Weasel: Domain-Generalizable Web Agents through Importance-Diversity Data Selection¶
Conference: ICML 2026
arXiv: 2605.20291
Code: https://github.com/fatemehpesaran310/weasel
Area: LLM Agent / Web Agent
Keywords: Data Selection, Web Agent, Out-of-Distribution Generalization, Trajectory Curation, Training Efficiency
TL;DR¶
By combining goal-relevance and diversity in a trajectory step selection method, Weasel achieves a 9.7-12.5x training speedup while reducing training data to 20% of the original and significantly improving the generalization of Web Agents on unseen domains.
Background & Motivation¶
Background: LLM-driven Web Agents have progressed through large-scale instruction data and strong base models, but most research evaluates within benchmarks, failing to test true generalization capabilities.

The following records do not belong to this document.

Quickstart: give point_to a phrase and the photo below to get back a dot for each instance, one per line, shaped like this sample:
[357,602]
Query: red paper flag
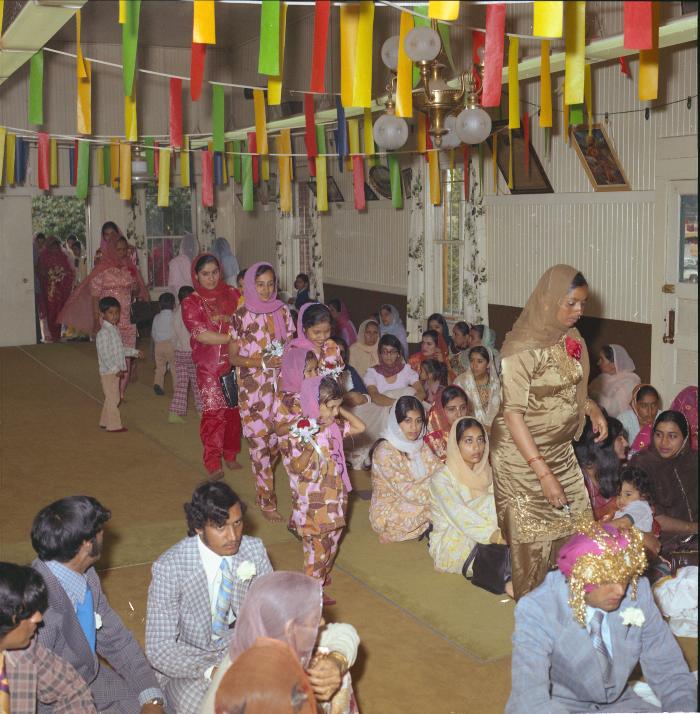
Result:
[176,113]
[43,178]
[199,53]
[493,54]
[207,179]
[638,21]
[310,137]
[318,64]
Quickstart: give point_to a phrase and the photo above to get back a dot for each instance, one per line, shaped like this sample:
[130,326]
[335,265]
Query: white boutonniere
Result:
[632,616]
[246,570]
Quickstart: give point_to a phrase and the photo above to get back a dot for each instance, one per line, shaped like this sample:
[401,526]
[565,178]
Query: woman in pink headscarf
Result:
[261,328]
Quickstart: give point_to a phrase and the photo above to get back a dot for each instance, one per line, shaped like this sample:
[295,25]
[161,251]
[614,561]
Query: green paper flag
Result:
[36,88]
[130,41]
[247,162]
[217,116]
[395,176]
[81,185]
[269,55]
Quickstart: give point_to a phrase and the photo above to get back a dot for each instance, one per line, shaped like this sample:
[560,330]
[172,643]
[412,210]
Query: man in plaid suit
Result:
[196,591]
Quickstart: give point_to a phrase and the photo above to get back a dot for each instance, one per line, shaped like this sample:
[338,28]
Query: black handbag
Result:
[491,568]
[229,386]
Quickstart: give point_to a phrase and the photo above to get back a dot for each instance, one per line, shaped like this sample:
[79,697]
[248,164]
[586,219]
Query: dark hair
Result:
[641,481]
[467,423]
[450,393]
[210,504]
[480,350]
[105,303]
[671,415]
[315,314]
[204,260]
[22,593]
[60,529]
[166,301]
[184,291]
[408,404]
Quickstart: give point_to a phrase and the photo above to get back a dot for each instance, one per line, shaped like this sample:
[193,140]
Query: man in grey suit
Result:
[79,624]
[579,635]
[196,591]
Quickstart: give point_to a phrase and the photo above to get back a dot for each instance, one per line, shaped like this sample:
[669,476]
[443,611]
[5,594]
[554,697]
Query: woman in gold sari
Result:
[538,484]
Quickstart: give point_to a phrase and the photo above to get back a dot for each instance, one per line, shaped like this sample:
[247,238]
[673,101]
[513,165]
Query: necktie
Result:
[599,646]
[223,600]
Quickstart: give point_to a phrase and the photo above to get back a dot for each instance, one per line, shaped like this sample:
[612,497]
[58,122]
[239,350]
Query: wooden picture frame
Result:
[533,180]
[599,158]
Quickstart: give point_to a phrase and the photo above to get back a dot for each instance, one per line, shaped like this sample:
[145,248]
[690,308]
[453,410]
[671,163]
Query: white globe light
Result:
[390,132]
[390,52]
[422,44]
[473,125]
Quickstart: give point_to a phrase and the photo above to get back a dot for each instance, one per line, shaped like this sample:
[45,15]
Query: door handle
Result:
[670,335]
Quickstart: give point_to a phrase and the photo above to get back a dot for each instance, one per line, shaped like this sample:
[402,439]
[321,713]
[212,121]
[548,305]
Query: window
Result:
[164,230]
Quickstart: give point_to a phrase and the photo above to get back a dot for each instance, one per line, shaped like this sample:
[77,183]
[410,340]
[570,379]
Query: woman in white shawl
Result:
[613,387]
[481,385]
[462,506]
[402,465]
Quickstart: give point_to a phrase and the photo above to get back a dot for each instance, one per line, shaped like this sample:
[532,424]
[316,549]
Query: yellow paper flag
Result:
[362,81]
[404,73]
[274,84]
[349,21]
[545,86]
[513,85]
[163,177]
[204,24]
[548,19]
[575,51]
[125,171]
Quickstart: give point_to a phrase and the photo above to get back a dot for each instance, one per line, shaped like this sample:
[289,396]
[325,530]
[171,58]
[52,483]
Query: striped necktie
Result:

Limitations of Prior Work: (1) Agent performance drops significantly on websites or interaction patterns outside the training distribution; (2) Offline web interaction data is often lengthy and noisy, with expert trajectories containing high redundancy; (3) In AgentTrek, a single trajectory can reach 45 state-action pairs, and the Accessible Tree (AXTree) of each web state can reach up to 180K tokens.
Key Challenge: Selecting a subset of data that is both relevant and diverse within a limited budget—this is an NP-hard problem.
Goal: Design a trajectory selection method that simultaneously (1) improves out-of-distribution generalization and (2) reduces computational costs.
Key Insight: Model trajectory curation as a constrained optimization problem combining goal-conditioned importance and pairwise diversity, solved efficiently using a greedy algorithm.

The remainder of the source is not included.